The Alabama chapter of the Healthcare Financial Management Association, which celebrates its 50th anniversary next year, hosted its fall institute at The Wynfrey in November, with Brent Bishop and Roger Shultz serving as keynote speakers.
With a degree in economics and an MBA, Brent Bishop has been involved in a broad range of business ventures. For recreation, he climbs mountains, having reached the summit of Mount Everest in 1994 and in 2002. Roger Shultz is a former University of Alabama football player who, as a contestant on "The Biggest Loser," managed to shed 164 pounds.
The conference, which was approved for continuing education credits, included sessions on the current global financial crisis, keeping up with coding changes, and a forum on recent developments in recovering reimbursement from third parties for the treatment of traumatic injuries, as well as updates from Alabama Medicaid and Blue Cross. Janice Ridling, CHFP, MPA, Vice President of Revenue Management for Baptist Health System, and Pollyanna Brannan of Brannan Consulting discussed developing benchmarks using live collection data to provide goals for vendors.
The meeting was capped off at the Friday morning session, when Mark Randolph, a survivor of the September 11, 2001 attacks on the World Trade Center, spoke to a rapt audience about the experience and what it has meant for him.
Jason Frey, CPA, the Director of Accounting for Children's Health System, was in charge of organizing the fall institute. He designed the agenda with all three tracks of HFMA members in mind. "Within HFMA," Frey said, "we have three different membership tracks. We have members from Patient Financial Services, a group that ranges from the Certified Patient Account Reps, who deal with patient claims, to the department managers. Then we have members working in compliance, which is mainly comprised of lawyers and internal auditors. Our third group is made up of CFOs, who are primarily CPAs by training."
Frey explained that the Alabama HFMA is focused on educating members in an effort to help them improve their professional skills. "We have two big meetings a year where we try to pack in a good bit of useful information" he said. "We have the fall institute going on now, and an annual institute that we hold in Sandestin, usually in mid to late June.

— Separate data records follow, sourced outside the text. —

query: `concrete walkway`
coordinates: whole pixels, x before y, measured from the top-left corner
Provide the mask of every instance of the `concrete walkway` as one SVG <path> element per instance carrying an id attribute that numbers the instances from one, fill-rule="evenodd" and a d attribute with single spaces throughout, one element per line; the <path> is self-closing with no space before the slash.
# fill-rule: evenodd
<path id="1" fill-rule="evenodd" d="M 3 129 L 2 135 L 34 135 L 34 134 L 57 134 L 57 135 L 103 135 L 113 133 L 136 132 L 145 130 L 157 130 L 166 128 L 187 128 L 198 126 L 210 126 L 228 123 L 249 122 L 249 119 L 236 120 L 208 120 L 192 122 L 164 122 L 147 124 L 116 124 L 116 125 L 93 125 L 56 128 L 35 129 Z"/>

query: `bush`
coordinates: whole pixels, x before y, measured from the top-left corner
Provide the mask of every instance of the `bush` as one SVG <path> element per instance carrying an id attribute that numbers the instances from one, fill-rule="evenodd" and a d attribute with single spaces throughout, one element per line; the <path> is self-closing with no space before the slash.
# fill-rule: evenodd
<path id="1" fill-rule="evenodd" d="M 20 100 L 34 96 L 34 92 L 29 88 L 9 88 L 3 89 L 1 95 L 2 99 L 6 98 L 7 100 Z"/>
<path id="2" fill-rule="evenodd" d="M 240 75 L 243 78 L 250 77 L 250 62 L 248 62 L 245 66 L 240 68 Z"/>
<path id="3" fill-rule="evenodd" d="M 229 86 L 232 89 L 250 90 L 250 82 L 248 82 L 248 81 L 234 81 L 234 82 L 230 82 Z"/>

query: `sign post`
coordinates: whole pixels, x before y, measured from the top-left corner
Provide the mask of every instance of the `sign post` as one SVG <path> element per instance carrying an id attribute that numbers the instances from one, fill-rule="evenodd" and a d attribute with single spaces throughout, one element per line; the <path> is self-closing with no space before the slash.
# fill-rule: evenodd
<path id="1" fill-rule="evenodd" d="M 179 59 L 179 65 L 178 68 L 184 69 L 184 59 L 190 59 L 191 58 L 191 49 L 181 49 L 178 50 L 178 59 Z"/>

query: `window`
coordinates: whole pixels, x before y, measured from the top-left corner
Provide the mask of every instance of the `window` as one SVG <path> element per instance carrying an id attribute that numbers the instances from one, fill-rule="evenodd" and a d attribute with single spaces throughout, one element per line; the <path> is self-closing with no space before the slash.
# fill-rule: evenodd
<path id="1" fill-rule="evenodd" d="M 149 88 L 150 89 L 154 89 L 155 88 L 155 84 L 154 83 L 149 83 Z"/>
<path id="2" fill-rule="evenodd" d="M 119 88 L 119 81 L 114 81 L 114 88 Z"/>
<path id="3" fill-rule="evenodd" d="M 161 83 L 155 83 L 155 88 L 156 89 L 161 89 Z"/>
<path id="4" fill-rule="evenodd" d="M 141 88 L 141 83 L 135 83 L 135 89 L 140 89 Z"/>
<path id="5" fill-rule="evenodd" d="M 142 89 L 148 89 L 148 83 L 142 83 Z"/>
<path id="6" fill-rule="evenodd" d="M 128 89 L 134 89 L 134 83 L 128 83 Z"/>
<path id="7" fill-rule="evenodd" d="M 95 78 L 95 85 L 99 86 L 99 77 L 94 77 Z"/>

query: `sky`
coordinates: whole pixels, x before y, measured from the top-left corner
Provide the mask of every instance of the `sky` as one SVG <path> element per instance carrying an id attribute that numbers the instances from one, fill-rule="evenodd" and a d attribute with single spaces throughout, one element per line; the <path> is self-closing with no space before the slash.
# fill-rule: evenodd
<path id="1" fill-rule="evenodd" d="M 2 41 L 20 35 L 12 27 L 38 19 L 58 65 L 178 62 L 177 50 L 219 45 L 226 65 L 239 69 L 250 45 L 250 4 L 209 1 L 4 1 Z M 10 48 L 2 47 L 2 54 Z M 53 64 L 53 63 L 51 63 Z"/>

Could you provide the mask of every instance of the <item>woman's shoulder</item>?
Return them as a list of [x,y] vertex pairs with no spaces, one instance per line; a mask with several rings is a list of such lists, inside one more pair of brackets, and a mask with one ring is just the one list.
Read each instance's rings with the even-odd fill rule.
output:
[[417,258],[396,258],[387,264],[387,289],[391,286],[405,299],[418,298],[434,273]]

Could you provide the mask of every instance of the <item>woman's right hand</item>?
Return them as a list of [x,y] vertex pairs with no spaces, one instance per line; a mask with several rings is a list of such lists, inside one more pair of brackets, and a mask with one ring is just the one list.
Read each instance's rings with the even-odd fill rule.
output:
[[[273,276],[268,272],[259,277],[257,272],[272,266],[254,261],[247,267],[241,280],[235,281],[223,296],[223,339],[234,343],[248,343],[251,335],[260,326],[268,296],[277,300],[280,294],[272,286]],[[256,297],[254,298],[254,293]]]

Then, throughout the year, we have road shows where representatives from one of our three membership tracks set up teaching-type workshops across the state. For example, a group of Patient Financial Services members might schedule a meeting in Huntsville to discuss patient access. And recently, we teamed up with the Cumberland School of Law for a compliance meeting." All the workshops are posted on the group's website.
According to Frey, the Alabama HFMA chapter has about 500 members. There are 75 HFMA chapters across the nation. The national organization provides educational training, and is active in lobbying on healthcare financial issues. For example, the national HFMA worked with Congress when the legislators made changes to IRS form 990, the return that tax-exempt organizations must file. Recently, the national HFMA was involved with setting accounting standards for hospitals, focusing on how institutions should calculate charity care.
The HFMA is active on both the local and national levels. In today's complex financial environment, organizations like HFMA are an indispensable resource for healthcare financial professionals.